Mahkememizce benimsenen usul ve yasaya uygun bilirkişi raporunda; Davacı ile Davalı arasında ticari ilişkinin bulunduğu, Davalının — halen devam ettiği ——-yıllarına ait yasal defterlerinin açılış ve kapanış tasdiklerinin yasal süresi içerisinde usulüne uygun olarak yaptırıldığı, — yasal süresi içerisinde —- yüklemelerinin yapıldığı, davacının—yıllarına ait yasal defterlerinin delil niteliği taşıdığı, Davalının inceleme gün ve saatinden haberdar olduğu, incelemeye iştirak etmediğinden davalı defterleri üzerinde herhangi bir inceleme yapılamadığı, Davacının incelenen —- yasal defterleri üzerinde takip tarihi itibariyle davalıdan — tutarında asıl alacağının olduğu, Davanın kabulü halinde davacının asıl alacağına takip tarihinden itibaren—- işlemiş faiz talebinde bulunduğu, Yapılan hesaplamada, asıl alacak tutarına işlemiş faiz —-olarak hesaplandığı, talebe bağlılık ilkesi gereği davanın kabulü halinde davacıya ödenebilecek işlemiş faiz tutarı —— Olabileceği görüş ve kanaatine varıldığı bildirmiştir.
Davacı vekili son celsede; davamızın kabulü ile takibe asıl alacak ve faiz yönünden yapılan itirazın iptalini, takibin devamını, davalı aleyhine icra inkar tazminatı hükmedilmesini talep ettiklerini, harç ikmalini celse arasında yaptıklarını beyan etmiştir.

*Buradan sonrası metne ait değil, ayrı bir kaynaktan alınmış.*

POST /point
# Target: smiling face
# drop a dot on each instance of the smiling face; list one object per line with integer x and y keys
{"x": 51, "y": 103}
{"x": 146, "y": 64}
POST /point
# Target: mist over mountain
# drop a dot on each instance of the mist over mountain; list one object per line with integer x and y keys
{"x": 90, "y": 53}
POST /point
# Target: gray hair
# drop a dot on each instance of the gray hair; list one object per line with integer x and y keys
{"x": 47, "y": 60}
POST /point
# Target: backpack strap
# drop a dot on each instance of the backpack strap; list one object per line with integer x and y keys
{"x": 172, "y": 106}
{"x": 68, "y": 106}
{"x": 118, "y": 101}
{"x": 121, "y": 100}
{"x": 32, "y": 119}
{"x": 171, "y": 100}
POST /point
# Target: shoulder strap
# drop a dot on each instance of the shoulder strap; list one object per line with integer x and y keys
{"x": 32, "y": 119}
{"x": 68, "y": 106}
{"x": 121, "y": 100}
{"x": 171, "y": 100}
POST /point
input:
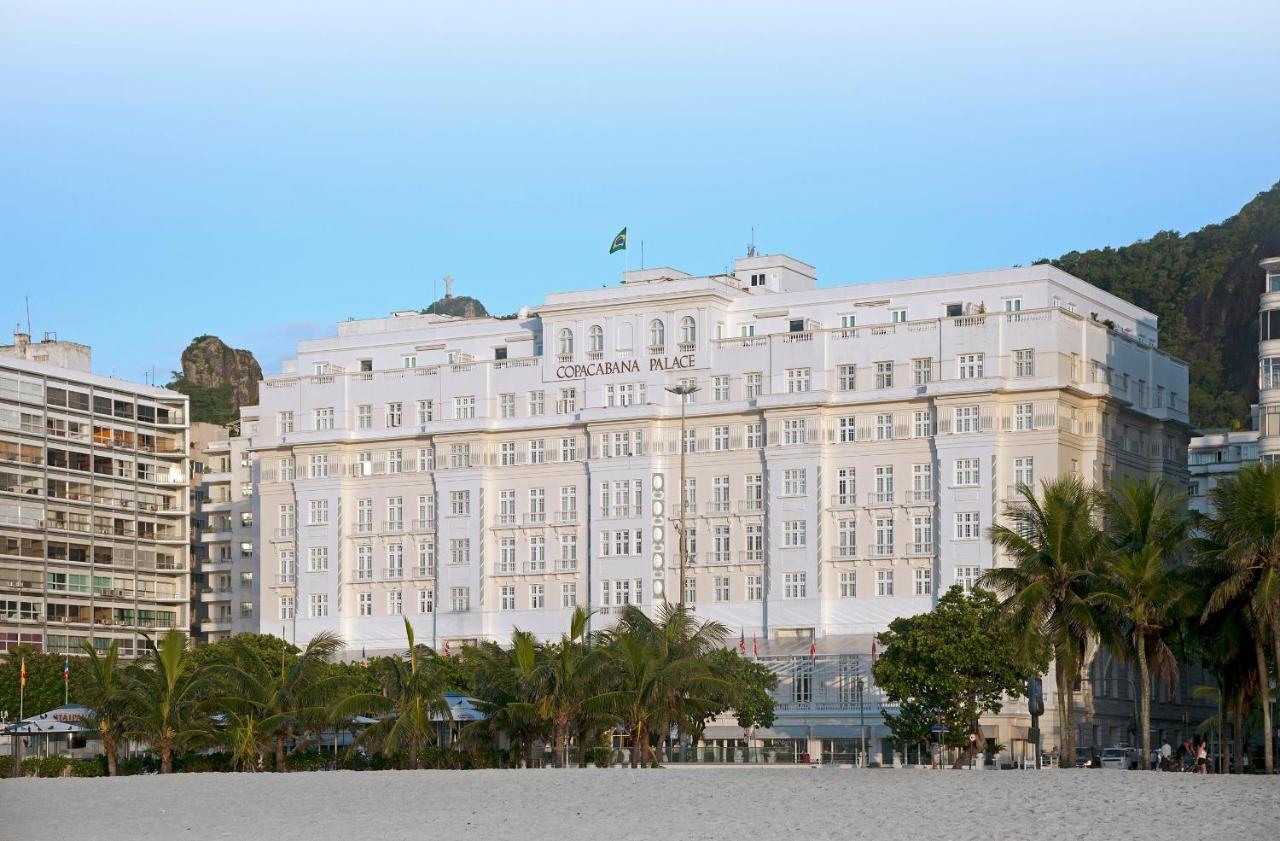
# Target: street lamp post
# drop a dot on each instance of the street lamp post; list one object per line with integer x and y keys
{"x": 684, "y": 391}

Tüm dosya kapsamı birlikte değerlendirildiğinde davacının davalıdan — tutarında asıl alacağı ve —- olduğu kanaatine varılarak davanın kabulü ile davalı tarafın —– esas sayılı dosyasına konu takibe yapmış olduğu itirazın iptali ile takibin, aynen devamına karar verilmiştir.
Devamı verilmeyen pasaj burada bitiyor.